The injection and acceleration of thermal solar wind ions at the quasi-parallel bow shock is investigated. Observations made by the Active Magnetospheric Particle Tracer Explorers/Ion Release Module (AMPTE/IRM) on 1984 September 12 near the nose of the bow shock have recently been reported by Ellison, Mobius, & Paschmann and were modeled by these authors by a Monte Carlo simulation which includes diffusive shock acceleration. It was concluded that the ions are injected into the acceleration process by thermal leakage from the downstream plasma. We have modeled this event by large-scale self-consistent one-dimensional hybrid simulations. Two different simulation runs were performed. In run A, the simulation macroions consisted only of protons.

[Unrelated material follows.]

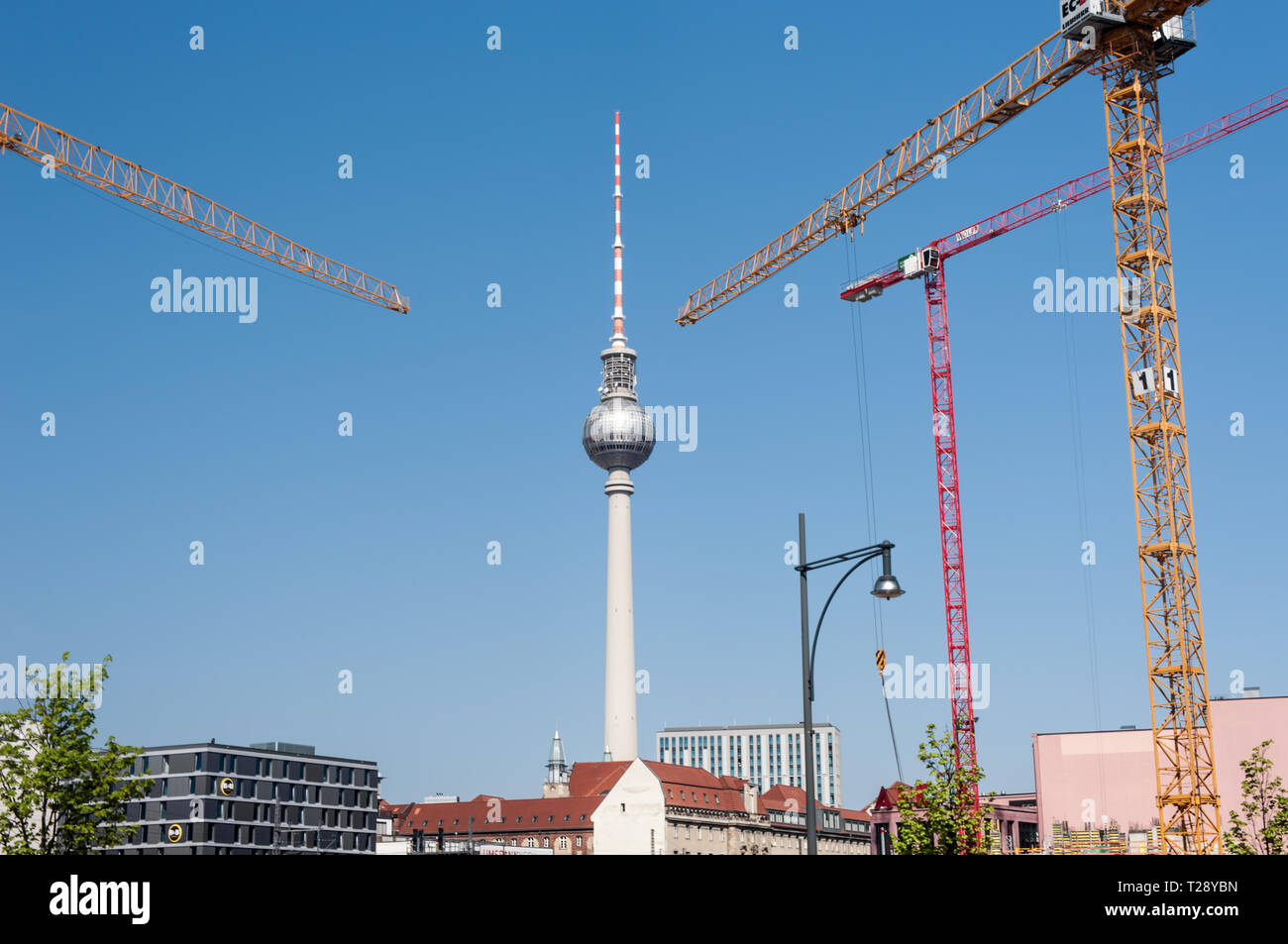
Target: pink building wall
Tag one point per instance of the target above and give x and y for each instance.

In order to obtain reasonable statistics of the accelerated ions each backstreaming ion is split into a large number (30) of new ions which were subsequently followed in space and time. We find that the spectral observations upstream of Earth's bow shock are in good agreement with the result of the hybrid simulation. It should be emphasized that there is no free parameter and there are no additional assumptions in these simulations once the upstream solar wind conditions are specified and the upstream free escape boundary is fixed. Protons up to approximately 50 keV are accelerated at the shock out of the incident thermal solar wind distribution by a more or less coherent mechanism. Ions above approximately 50 keV have been scattered in the upstream region, returned to the shock, and interacted with the shock at least a second time. Run B was performed in a smaller simulation system; however, alpha particles were included self-consistently in such a way that sufficient simulation particles are present to give reasonable statistics. The upstream spectra of both protons and alpha particles can be modeled by the hybrid model when it is assumed that the solar wind contains during this time period approximately 7% alpha particles and the alpha particles have the same temperature per nucleon as the protons. The agreement between the observations and the simulations is less satisfactory in the downstream; this is attributed to the one-dimensionality of the simulations. The alpha particle contribution is considerably higher than that needed by Ellison, Mobius, & Paschman. This play provide a critical test for the two models.